Nyaa.se replacement written in golang
MIT License
994 stars 148 forks source link

Disable searches against less than 3 characters #561

Closed kkartaltepe closed 7 years ago

kkartaltepe commented 7 years ago

You should probably disable searches for 1-2 characters as it cannot utilize the trigram index meaning its a vector for abuse and arguably useless.

Only consideration I can see is CJK users doing searchs for 1-2 characters but hopefully its not too restrictive for them.

yiiTT commented 7 years ago

3 Characters or more sounds good with me

sfan5 commented 7 years ago

What if you want to search for episode numbers? Also how is the limit determined? utf-8 bytes? unicode codepoints?

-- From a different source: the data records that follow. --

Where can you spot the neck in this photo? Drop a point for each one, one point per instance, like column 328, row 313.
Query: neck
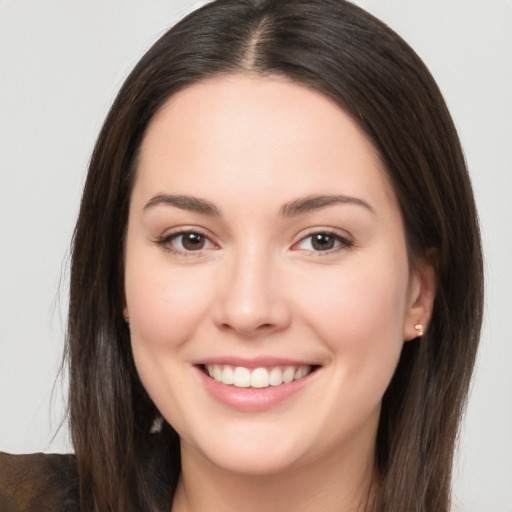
column 329, row 484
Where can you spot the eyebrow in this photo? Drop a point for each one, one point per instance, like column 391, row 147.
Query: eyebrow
column 184, row 202
column 309, row 203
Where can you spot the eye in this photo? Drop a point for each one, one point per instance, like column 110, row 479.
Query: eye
column 185, row 242
column 323, row 242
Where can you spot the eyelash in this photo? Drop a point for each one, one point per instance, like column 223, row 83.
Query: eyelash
column 167, row 242
column 343, row 242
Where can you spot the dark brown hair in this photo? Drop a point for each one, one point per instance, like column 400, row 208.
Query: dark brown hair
column 340, row 50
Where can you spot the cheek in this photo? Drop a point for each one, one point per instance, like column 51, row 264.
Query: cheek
column 165, row 305
column 359, row 314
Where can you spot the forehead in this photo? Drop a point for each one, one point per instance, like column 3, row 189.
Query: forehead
column 256, row 134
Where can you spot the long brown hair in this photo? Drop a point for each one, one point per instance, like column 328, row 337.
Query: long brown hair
column 340, row 50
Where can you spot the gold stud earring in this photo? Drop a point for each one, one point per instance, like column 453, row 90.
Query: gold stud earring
column 419, row 328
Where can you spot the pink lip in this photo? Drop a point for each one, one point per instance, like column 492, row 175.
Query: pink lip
column 258, row 362
column 250, row 399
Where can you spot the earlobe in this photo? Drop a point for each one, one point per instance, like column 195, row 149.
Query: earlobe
column 421, row 300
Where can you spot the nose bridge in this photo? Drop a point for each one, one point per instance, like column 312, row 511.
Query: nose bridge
column 252, row 301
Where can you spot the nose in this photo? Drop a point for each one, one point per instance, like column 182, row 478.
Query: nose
column 252, row 299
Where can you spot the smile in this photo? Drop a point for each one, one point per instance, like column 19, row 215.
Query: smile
column 242, row 377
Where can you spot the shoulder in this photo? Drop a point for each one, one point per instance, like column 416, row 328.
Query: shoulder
column 38, row 483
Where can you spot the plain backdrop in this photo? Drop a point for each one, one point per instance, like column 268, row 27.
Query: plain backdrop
column 61, row 64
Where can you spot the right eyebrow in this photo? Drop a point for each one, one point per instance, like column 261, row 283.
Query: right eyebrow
column 184, row 202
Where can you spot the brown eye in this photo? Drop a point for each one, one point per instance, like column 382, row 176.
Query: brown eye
column 191, row 241
column 323, row 242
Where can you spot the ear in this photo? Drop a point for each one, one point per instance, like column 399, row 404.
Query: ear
column 125, row 314
column 422, row 291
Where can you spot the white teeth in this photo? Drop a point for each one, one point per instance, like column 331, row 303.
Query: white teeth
column 259, row 378
column 242, row 377
column 217, row 373
column 228, row 375
column 288, row 374
column 275, row 377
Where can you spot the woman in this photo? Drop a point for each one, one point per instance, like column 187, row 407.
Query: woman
column 278, row 309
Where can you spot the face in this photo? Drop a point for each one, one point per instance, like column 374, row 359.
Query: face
column 266, row 275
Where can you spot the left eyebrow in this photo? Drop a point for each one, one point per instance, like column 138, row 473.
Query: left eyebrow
column 310, row 203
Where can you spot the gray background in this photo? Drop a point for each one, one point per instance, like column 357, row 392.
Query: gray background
column 61, row 63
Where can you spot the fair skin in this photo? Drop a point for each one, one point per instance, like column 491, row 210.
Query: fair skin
column 232, row 266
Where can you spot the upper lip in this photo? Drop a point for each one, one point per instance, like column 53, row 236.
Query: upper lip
column 258, row 362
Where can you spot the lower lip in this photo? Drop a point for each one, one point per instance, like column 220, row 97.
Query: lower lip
column 252, row 399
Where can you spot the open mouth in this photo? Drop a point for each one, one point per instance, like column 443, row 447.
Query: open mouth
column 262, row 377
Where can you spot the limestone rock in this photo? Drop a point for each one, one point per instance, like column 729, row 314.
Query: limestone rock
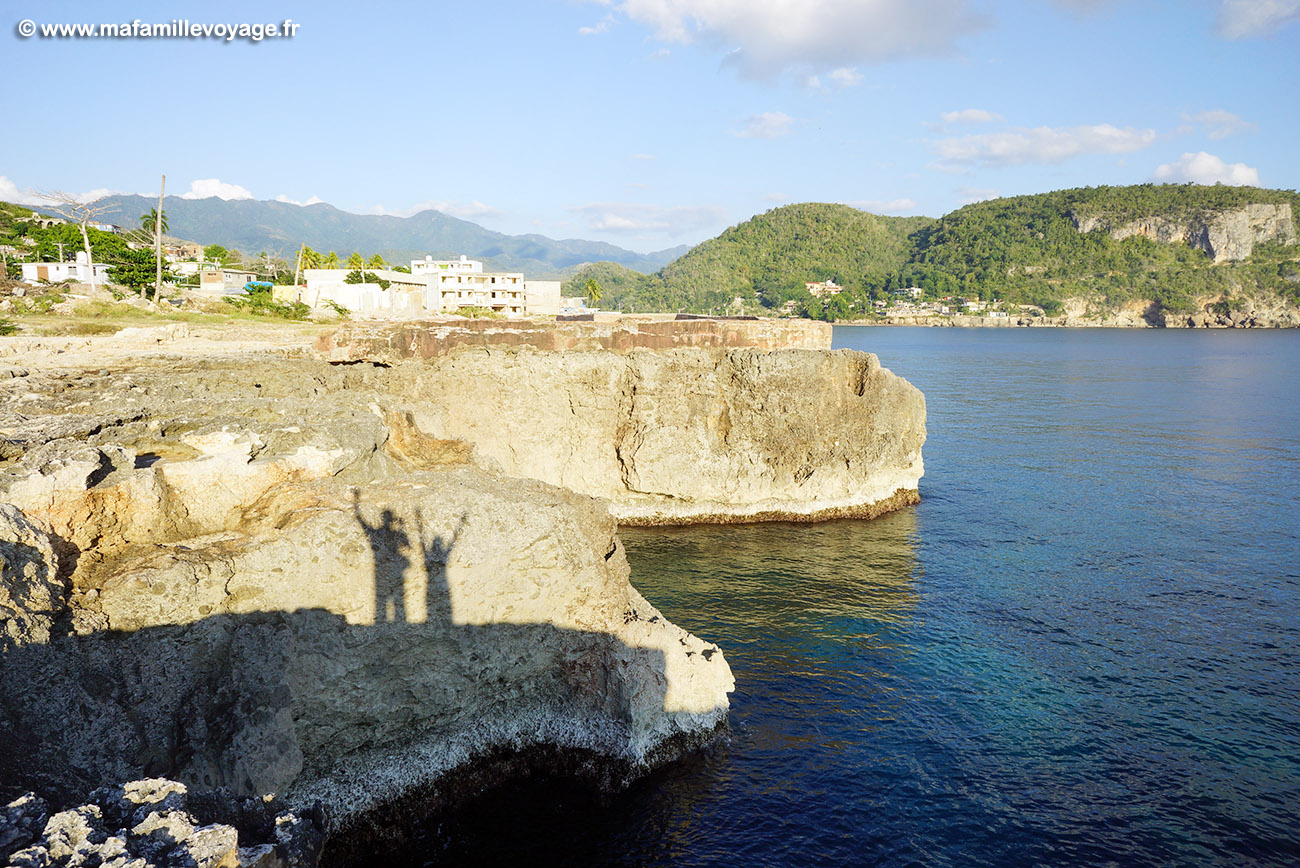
column 169, row 837
column 1225, row 235
column 30, row 591
column 689, row 434
column 21, row 821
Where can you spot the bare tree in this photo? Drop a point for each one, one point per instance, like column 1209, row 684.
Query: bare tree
column 159, row 224
column 82, row 213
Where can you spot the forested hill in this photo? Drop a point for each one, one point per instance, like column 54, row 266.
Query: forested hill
column 1108, row 244
column 280, row 228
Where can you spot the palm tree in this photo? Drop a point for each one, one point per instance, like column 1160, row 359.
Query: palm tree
column 150, row 220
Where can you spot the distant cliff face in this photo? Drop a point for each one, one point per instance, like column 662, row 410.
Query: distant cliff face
column 1225, row 235
column 330, row 581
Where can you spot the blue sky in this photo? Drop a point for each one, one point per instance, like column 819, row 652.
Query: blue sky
column 654, row 122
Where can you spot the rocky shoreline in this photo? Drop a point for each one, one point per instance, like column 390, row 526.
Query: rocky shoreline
column 378, row 585
column 1266, row 313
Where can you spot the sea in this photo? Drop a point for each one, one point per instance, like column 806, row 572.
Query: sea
column 1080, row 649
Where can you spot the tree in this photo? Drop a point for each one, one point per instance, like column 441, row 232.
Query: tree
column 137, row 269
column 216, row 254
column 369, row 277
column 82, row 213
column 150, row 220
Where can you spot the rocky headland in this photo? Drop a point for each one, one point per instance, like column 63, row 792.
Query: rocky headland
column 377, row 584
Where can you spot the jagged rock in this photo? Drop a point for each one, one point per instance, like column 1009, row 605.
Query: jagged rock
column 326, row 582
column 208, row 847
column 34, row 856
column 30, row 591
column 69, row 836
column 21, row 821
column 167, row 837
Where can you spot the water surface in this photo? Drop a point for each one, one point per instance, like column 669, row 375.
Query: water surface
column 1079, row 650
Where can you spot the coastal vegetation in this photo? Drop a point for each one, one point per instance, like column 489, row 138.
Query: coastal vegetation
column 1018, row 251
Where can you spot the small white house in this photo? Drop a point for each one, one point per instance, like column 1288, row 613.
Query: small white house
column 77, row 272
column 224, row 281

kkartaltepe commented 7 years ago

unicode codepoints is my understanding.

As for the episode numbers there is no need to limit every search term to 3 or more characters, just to prevent searches of only less than 3 characters.

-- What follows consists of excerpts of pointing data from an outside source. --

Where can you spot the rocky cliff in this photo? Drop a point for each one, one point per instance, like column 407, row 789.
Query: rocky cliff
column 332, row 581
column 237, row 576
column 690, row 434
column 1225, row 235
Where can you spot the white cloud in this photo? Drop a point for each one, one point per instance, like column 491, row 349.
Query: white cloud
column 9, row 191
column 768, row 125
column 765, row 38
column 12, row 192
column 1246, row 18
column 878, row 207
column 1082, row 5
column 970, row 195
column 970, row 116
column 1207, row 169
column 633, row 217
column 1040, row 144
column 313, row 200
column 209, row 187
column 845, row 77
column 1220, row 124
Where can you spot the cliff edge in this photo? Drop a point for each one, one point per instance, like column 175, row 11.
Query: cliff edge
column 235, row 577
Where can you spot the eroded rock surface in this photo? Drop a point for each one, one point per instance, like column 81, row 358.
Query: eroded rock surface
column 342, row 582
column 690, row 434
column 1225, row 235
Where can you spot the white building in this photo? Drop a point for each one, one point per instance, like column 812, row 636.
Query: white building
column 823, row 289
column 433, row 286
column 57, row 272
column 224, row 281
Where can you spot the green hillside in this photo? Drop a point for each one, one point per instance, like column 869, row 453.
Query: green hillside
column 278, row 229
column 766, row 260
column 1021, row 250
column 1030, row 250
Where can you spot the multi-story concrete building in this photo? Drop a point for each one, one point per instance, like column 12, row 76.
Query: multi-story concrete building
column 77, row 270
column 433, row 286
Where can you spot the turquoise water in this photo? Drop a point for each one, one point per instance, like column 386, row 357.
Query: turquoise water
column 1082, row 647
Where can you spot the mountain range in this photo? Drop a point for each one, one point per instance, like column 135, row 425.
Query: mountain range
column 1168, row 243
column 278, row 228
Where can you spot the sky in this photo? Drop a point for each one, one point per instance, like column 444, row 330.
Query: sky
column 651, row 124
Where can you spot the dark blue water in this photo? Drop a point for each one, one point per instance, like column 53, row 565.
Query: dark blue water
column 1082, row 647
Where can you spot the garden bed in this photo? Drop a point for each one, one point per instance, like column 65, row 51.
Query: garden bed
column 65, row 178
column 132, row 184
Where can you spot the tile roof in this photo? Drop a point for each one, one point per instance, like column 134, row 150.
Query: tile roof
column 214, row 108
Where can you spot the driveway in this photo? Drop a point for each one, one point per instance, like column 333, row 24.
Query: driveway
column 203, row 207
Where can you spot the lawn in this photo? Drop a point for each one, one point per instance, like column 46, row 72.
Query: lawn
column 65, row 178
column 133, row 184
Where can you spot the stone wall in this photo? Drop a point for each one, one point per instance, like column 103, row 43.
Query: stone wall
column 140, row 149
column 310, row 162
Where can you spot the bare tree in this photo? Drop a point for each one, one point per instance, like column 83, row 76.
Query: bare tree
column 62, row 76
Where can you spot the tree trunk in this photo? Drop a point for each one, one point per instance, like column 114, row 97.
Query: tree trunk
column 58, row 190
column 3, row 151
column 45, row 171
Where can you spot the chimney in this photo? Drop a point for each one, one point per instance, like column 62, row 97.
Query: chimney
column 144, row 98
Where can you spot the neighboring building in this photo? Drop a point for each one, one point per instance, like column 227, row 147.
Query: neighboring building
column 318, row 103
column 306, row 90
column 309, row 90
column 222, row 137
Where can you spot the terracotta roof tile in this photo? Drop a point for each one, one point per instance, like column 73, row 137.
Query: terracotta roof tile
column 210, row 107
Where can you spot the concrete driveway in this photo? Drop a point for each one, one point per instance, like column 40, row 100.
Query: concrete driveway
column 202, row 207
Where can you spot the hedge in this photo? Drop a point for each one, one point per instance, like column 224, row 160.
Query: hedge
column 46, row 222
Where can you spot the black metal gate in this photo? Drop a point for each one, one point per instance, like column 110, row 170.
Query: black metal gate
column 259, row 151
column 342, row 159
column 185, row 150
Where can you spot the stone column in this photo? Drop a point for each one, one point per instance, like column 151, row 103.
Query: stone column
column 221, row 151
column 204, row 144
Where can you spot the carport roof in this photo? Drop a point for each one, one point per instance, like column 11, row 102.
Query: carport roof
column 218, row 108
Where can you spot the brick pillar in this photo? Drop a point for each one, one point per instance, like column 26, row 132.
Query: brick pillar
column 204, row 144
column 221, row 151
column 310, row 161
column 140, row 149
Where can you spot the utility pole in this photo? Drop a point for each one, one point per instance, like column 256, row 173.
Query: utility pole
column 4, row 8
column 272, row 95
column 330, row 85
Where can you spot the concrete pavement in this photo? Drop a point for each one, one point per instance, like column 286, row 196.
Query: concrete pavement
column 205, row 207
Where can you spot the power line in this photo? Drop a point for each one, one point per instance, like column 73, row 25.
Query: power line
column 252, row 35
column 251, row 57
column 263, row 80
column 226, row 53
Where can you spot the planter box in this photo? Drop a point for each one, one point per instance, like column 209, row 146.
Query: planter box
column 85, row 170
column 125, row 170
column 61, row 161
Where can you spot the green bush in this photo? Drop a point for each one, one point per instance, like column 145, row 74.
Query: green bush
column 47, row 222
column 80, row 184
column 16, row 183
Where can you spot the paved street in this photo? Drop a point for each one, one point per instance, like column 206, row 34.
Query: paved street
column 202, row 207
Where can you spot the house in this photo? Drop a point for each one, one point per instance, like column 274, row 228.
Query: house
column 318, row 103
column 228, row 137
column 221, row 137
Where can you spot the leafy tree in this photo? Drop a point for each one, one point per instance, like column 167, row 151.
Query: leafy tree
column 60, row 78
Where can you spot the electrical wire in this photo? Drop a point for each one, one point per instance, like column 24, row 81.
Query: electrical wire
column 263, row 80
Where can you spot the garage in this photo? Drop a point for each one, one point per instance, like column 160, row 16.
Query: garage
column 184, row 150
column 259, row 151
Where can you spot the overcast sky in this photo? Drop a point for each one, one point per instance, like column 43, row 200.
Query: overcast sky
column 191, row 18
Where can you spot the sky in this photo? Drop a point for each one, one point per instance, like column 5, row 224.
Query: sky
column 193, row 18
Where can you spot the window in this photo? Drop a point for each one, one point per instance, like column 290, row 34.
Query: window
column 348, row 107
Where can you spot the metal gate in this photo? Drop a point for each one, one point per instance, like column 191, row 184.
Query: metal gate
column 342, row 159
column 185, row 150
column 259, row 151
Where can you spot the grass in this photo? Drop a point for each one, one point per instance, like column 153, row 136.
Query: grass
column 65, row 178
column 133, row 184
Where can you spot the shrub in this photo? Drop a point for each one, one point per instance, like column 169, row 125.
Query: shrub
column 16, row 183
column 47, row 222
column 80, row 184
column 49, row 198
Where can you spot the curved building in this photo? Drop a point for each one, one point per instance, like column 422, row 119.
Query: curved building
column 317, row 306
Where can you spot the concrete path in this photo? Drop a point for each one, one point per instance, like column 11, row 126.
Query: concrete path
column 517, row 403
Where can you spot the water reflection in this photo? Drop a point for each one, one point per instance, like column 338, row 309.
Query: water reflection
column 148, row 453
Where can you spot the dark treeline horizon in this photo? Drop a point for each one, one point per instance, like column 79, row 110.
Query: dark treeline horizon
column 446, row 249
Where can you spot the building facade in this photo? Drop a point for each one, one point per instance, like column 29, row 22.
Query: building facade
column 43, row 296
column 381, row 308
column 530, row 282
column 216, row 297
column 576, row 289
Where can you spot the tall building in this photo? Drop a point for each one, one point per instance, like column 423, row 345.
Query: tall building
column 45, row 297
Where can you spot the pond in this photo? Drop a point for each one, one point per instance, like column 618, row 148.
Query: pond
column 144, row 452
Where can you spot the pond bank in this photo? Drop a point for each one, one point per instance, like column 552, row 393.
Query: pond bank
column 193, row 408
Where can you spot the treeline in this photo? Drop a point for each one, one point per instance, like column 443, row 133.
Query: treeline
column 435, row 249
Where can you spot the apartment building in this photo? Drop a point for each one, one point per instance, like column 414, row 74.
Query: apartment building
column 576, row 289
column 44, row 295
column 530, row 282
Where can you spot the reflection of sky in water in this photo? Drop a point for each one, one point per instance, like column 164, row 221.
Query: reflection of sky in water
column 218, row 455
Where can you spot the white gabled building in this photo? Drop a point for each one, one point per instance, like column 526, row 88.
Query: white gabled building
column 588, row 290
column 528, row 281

You can play around with the explain plans yourself to see how things break down just to double check.

-- edit although if you want to support 'or' queries you may want to restrict each 'or' clause to containing at least one term of 3 characters.

sfan5 commented 7 years ago

Due to how search works searching for "some-anime 04" will also trigger the performance problem with trigrams (SELECT * FROM torrents WHERE torrent_name LIKE '%some-anime%' AND torrent_name LIKE '%04%')

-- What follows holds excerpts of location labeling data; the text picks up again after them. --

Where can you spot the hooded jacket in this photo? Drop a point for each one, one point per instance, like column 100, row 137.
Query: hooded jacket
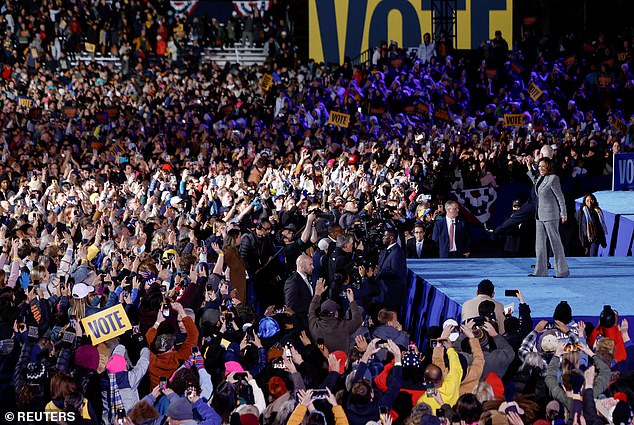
column 164, row 364
column 127, row 381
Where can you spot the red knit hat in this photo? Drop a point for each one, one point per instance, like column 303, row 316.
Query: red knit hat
column 277, row 387
column 342, row 357
column 496, row 383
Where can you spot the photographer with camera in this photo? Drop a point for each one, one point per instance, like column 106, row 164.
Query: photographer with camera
column 257, row 250
column 365, row 402
column 342, row 260
column 327, row 325
column 392, row 272
column 441, row 389
column 294, row 247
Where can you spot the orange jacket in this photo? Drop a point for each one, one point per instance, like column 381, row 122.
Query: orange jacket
column 165, row 364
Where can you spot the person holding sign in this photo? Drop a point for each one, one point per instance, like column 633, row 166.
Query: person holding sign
column 121, row 390
column 551, row 206
column 164, row 359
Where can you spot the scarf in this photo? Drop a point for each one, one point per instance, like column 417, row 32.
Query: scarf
column 591, row 225
column 115, row 401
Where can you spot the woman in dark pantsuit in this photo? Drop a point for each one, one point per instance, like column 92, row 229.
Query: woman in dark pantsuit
column 551, row 207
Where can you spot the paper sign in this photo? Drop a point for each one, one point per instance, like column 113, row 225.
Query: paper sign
column 266, row 81
column 534, row 91
column 25, row 102
column 621, row 126
column 513, row 120
column 441, row 114
column 339, row 119
column 106, row 324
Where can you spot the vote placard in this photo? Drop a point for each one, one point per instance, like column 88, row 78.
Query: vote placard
column 339, row 119
column 266, row 82
column 621, row 126
column 513, row 120
column 106, row 324
column 534, row 92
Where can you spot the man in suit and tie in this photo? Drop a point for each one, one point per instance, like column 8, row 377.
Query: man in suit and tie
column 419, row 246
column 392, row 272
column 298, row 291
column 451, row 234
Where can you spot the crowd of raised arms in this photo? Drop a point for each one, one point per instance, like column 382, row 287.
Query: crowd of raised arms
column 250, row 242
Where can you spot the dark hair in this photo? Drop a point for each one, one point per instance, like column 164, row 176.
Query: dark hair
column 486, row 287
column 563, row 312
column 594, row 199
column 225, row 400
column 62, row 385
column 487, row 309
column 469, row 408
column 361, row 392
column 550, row 165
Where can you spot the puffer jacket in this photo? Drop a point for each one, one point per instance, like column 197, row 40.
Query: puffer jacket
column 127, row 381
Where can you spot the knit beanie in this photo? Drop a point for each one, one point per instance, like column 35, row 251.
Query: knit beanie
column 116, row 364
column 87, row 356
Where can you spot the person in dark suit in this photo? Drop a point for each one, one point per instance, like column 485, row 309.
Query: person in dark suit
column 419, row 246
column 298, row 291
column 392, row 272
column 551, row 207
column 451, row 234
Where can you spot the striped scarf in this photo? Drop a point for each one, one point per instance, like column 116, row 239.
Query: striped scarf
column 116, row 402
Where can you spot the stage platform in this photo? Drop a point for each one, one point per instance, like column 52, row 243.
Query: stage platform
column 438, row 287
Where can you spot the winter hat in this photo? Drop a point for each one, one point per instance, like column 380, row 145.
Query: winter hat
column 410, row 359
column 576, row 380
column 233, row 367
column 164, row 342
column 116, row 364
column 607, row 319
column 249, row 419
column 504, row 407
column 563, row 312
column 622, row 414
column 83, row 275
column 180, row 409
column 35, row 373
column 277, row 387
column 329, row 307
column 342, row 357
column 274, row 353
column 496, row 384
column 453, row 336
column 81, row 290
column 92, row 252
column 268, row 327
column 87, row 356
column 548, row 343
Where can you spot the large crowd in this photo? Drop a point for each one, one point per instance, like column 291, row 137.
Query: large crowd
column 258, row 250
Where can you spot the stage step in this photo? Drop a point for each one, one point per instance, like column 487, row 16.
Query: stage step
column 243, row 55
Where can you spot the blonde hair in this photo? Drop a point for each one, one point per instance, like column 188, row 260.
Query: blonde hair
column 484, row 392
column 38, row 273
column 78, row 307
column 158, row 240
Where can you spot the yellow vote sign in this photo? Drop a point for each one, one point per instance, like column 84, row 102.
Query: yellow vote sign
column 513, row 120
column 534, row 92
column 339, row 119
column 106, row 324
column 266, row 82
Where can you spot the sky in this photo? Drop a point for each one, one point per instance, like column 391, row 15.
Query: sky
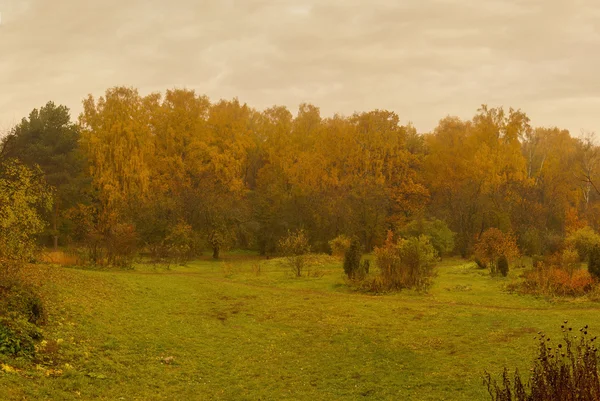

kkartaltepe commented 7 years ago

You know I learn something every day. Unfortunately it appears postgres makes some wrong assumptions with respect to GIN indices and will try to merge all predicates into one type of scan (index or table) rather than considering separating the predicates into different nodes. (Should be noted that the sequential scan is in fact much faster than the index only scan on the combined predicate so at least is partially right!)

You can force an index scan followed by a filter which is what I expected it to chose with something like

with q as (select * from torrents where torrent_name like '%some-anime%')
select * from q where torrent_name like '%04%' and torrent_name ...

or apparently

select * from torrents 
where torrent_name like '%some-anime%' and (torrent_name||'') like '%04%' and (torrent_name||') ...

Pretty ugly, but it appears to be the only way to make up for the query planner. Maybe someone can be woo'ed to improve the query planner for pg11.

akuma06 commented 7 years ago

Is it still a thing? Since we use ES now

kkartaltepe commented 7 years ago

If you are no longer using postgres indices for accelerating these searches then this is probably better off closed.